Kafka Architecture Explained
Preface: How does Kafka work?
Producers
Producer applications send messages to Kafka over a TCP network connection. These applications are written in Java (or another supported language) and send messages as JSON, Avro, or ProtoBuf format. These messages are serialized into byte streams and physically stored in files on Kafka broker servers.
Topics
Messages are categorized into different topics. While topics are often compared to "tables" in a relational database, they are really just logical groupings of partitions.
Partitions
Partitions are what makes the world go round in Kafka. Partitions collectively represent a given topic and are physically located on different brokers in the cluster.
When a producer sends a message to a given topic, it's written to a given partition for that topic. By default, Kafka writes to a topic's partitions in a round robin fashion. Alternatively, producers can specify a key to dictate which partition a message gets written to.
Partitions are replicated across Kafka brokers so that "copies" of partition data live on different machines. If one machine goes down, another can take its place. This is central to achieving fault tolerance in Kafka.
Commit logs
Partitions write messages as linear commit logs. These logs are immutable and record an offset as a sequential identifier for each record in the log.
A partition's commit log always lives on a single broker. This commit log is divided into segment files. When one segment file reaches a configured size, the next message is written to a new segment file.
Consumers
Consumer applications read messages from Kafka. Consumer applications exist in groups. A consumer group reads data from a topic. Each consumer is responsible for reading messages from a partition within the topic.
Consumers read messages from a partition in the same order they are written to the partition. A consumer keeps track of its "current index" via the offset value. If the consumer goes down, it can pick up where it left off via this offset value.
Retention
The data stored in Kafka is retained based on time or size constraints. For example, the default retention policy is 7 days for messages in a given topic.
Retention policies are configured per topic. Log compaction can also be enabled to essentially replace old messages with updated values.
Kafka Architecture Explained
The above description of how Kafka works is nothing new to most Kafka enthusiasts. Producers send messages to topics, topics are organized into partitions, and consumers read messages from these partitions.
While understanding the pub/sub concepts of Kafka is fairly straight forward, explaining the decisions behind Kafka architecture requires a deeper dive...
Producers explained
Producers were designed to be completely decoupled from consumers. This is key to the scalability of Kafka as a messaging platform.
Unlike traditional pub/sub implementations, producers don't need to concern themselves with consumer availability. Since the burden of reading messages is placed on consumer groups themselves, an infinite number of producers can be added without performance implications.
This is a significant improvement over alternative pub/sub implementations where message producers must coordinate more closely with consumer availability before publishing messages.
The decision to decouple producers from consumers also helps with guarantees on message delivery. Without having to worry about consumer availability, Kafka is able to guarantee exactly once delivery etc.
Producers are designed for high throughput and low latency. Producers are configured to accumulate data in memory so they can reduce network communication with brokers.

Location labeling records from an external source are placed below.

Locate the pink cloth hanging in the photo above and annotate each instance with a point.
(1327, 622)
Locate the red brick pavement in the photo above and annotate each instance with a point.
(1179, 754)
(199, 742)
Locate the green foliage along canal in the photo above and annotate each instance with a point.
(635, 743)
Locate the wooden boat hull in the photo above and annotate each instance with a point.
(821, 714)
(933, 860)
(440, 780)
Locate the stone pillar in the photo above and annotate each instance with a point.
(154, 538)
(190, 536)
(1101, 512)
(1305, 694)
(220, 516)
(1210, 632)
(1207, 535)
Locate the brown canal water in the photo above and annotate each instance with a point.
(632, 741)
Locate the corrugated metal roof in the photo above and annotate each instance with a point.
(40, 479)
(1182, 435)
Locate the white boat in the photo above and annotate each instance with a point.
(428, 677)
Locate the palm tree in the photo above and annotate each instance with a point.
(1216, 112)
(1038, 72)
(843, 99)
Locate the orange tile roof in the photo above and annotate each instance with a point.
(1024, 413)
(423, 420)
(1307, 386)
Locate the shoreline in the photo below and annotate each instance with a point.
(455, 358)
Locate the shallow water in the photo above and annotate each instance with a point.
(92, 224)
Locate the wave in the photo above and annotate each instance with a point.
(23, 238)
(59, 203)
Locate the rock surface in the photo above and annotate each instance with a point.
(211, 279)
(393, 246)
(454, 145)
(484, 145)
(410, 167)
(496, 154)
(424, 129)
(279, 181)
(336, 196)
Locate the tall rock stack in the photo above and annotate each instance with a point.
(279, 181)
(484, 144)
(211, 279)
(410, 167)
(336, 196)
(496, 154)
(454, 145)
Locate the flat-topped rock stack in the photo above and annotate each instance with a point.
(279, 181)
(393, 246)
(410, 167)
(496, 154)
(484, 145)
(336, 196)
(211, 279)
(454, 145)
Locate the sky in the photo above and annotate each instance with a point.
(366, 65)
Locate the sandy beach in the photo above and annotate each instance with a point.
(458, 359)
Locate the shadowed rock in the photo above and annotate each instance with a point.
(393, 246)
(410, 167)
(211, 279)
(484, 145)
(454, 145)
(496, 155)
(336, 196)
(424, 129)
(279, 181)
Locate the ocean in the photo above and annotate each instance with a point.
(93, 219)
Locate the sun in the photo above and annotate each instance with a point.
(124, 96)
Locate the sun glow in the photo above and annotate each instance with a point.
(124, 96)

Producers are configured with time and size constraints to effectively "batch" messages together. By effectively batching messages sent by producers, Kafka is able to significantly reduce i/o and improve latency.
Producers are also designed to optionally trade latency for durability. Through the "ack" configuration, producers have control over guarantees with respect to replication and write acknowledgements.
Of course, the more durable the acknowledgement, the longer the acknowledgement takes. In this sense, producers can be configured to emphasize performance over completeness and visa versa.
Topics explained
Topics provide a logical grouping of data so that messages can be categorized like tables in a database.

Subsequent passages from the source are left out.